Indexes use a B-tree structure, so No. But if you have an index that is based off multiple columns, you want the most distinct columns on the outer level, and least distinct on the inner levels. For example, if you had 2 columns (gender and age), you would want age on the outer and gender on the inner, because there are only 2 possible genders, whereas there are many more ages. This will impact performance.

What is the most efficient way to count rows in a table in SQLite?

I've always just used "SELECT COUNT(1) FROM X" but perhaps this is not the most efficient. Any thoughts? Other options include SELECT COUNT(*) or perhaps getting the last inserted id if it is auto-incremented (and never deleted).
How about if I just want to know if there is anything in the table at all? (e.g., count > 0?)
The best way is to make sure that you run SELECT COUNT on a single column (SELECT COUNT(*) is slower) - but SELECT COUNT will always be the fastest way to get a count of things (the database optimizes the query internally).
If you check out the comments below, you can see arguments for why SELECT COUNT(1) is probably your best option.
To follow up on girasquid's answer, as a data point, I have a sqlite table with 2.3 million rows. Using select count(*) from table, it took over 3 seconds to count the rows. I also tried using SELECT rowid FROM table, (thinking that rowid is a default primary indexed key) but that was no faster. Then I made an index on one of the fields in the database (just an arbitrary field, but I chose an integer field because I knew from past experience that indexes on short fields can be very fast, I think because the index is stored a copy of the value in the index itself). SELECT my_short_field FROM table brought the time down to less than a second.
If you are sure (really sure) that you've never deleted any row from that table and your table has not been defined with the WITHOUT ROWID optimization you can have the number of rows by calling:
select max(RowId) from table;
Or if your table is a circular queue you could use something like
select MaxRowId - MinRowId + 1 from
(select max(RowId) as MaxRowId from table) JOIN
(select min(RowId) as MinRowId from table);
This is really really fast (milliseconds), but you must pay attention because sqlite says that row id is unique among all rows in the same table. SQLite does not declare that the row ids are and will be always consecutive numbers.

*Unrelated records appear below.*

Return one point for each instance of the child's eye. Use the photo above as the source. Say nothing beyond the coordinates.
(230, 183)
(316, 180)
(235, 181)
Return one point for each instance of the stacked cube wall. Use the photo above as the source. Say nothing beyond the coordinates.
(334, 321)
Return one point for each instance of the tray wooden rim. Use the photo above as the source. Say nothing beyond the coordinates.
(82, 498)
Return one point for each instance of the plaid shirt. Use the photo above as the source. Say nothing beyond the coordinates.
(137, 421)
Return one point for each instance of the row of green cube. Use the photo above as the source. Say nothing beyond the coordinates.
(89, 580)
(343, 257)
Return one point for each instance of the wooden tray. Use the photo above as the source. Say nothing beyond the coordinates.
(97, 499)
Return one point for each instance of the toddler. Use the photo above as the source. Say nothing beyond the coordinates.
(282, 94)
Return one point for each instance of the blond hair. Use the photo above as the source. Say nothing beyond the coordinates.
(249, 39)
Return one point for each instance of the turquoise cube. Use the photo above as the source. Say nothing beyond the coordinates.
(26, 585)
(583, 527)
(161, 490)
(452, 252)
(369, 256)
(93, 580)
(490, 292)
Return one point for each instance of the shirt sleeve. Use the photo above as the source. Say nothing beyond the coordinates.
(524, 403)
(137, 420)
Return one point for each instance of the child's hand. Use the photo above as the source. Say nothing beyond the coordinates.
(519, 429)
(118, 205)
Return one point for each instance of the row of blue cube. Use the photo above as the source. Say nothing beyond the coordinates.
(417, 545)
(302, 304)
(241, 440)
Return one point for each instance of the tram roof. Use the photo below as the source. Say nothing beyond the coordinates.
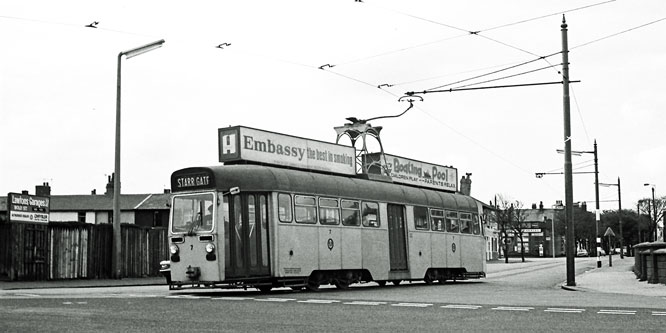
(250, 177)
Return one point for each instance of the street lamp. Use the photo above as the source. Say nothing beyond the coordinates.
(596, 192)
(654, 209)
(117, 244)
(619, 213)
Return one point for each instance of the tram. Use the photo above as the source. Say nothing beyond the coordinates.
(247, 225)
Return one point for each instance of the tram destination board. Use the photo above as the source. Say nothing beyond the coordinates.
(239, 143)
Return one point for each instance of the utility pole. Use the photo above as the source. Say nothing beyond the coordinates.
(597, 213)
(568, 169)
(619, 217)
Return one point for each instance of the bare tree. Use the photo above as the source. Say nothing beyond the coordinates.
(655, 212)
(510, 217)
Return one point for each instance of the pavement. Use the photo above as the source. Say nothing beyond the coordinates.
(618, 279)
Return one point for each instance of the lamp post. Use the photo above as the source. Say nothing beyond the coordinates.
(619, 213)
(654, 209)
(117, 244)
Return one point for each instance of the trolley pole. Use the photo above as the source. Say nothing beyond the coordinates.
(597, 213)
(568, 170)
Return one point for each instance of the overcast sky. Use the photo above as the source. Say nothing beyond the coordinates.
(57, 88)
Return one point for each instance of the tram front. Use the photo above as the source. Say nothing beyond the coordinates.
(194, 242)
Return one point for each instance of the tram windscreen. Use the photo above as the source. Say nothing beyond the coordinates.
(192, 213)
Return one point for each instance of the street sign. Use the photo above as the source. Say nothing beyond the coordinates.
(609, 232)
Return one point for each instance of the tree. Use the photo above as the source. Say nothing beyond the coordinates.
(509, 217)
(645, 206)
(584, 227)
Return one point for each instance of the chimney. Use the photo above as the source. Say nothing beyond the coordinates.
(466, 184)
(109, 186)
(43, 190)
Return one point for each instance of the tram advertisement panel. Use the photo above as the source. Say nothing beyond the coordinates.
(412, 172)
(28, 208)
(240, 143)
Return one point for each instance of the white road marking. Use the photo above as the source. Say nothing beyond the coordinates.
(233, 298)
(560, 310)
(271, 299)
(364, 303)
(513, 308)
(319, 301)
(461, 306)
(415, 305)
(617, 312)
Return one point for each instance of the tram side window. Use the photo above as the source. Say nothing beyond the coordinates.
(421, 218)
(370, 214)
(329, 212)
(476, 229)
(452, 222)
(466, 223)
(437, 218)
(305, 209)
(284, 207)
(350, 212)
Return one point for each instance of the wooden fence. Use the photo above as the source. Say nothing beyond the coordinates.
(74, 250)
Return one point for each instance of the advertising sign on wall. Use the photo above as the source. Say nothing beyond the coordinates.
(240, 143)
(28, 208)
(412, 172)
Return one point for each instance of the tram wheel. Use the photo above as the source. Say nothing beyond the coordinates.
(430, 277)
(265, 289)
(341, 284)
(312, 286)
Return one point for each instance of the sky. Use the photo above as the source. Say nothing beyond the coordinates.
(58, 88)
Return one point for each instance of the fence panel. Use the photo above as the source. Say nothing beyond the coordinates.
(73, 250)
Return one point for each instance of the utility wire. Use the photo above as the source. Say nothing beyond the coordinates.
(548, 15)
(504, 77)
(618, 33)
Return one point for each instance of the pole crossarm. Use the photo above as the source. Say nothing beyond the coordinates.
(412, 93)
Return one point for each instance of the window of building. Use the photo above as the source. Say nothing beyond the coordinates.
(466, 223)
(350, 212)
(305, 209)
(284, 207)
(370, 214)
(329, 212)
(437, 218)
(452, 222)
(421, 218)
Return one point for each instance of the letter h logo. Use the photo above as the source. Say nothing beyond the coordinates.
(228, 144)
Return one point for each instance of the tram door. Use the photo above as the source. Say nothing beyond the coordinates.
(397, 243)
(248, 236)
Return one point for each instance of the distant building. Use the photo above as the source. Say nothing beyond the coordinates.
(149, 210)
(539, 235)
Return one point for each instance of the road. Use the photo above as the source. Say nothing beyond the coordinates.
(516, 299)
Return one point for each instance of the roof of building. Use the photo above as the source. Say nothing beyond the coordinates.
(91, 202)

The fastest way to get row counts is directly from the table metadata, if any. Unfortunately, I can't find a reference for this kind of data being available in SQLite.
Failing that, any query of the type
SELECT COUNT(non-NULL constant value) FROM table
should optimize to avoid the need for a table, or even an index, scan. Ideally the engine will simply return the current number of rows known to be in the table from internal metadata. Failing that, it simply needs to know the number of entries in the index of any non-NULL column (the primary key index being the first place to look).
As soon as you introduce a column into the SELECT COUNT you are asking the engine to perform at least an index scan and possibly a table scan, and that will be slower.
I do not believe you will find a special method for this. However, you could do your select count on the primary key to be a little bit faster.
sp_spaceused 'table_name' (exclude single quote)
this will return the number of rows in the above table, this is the most efficient way i have come across yet.
it's more efficient than select Count(1) from 'table_name' (exclude single quote)
sp_spaceused can be used for any table, it's very helpful when the table is exceptionally big (hundreds of millions of rows), returns number of rows right a way, whereas 'select Count(1)' might take more than 10 seconds. Moreover, it does not need any column names/key field to consider.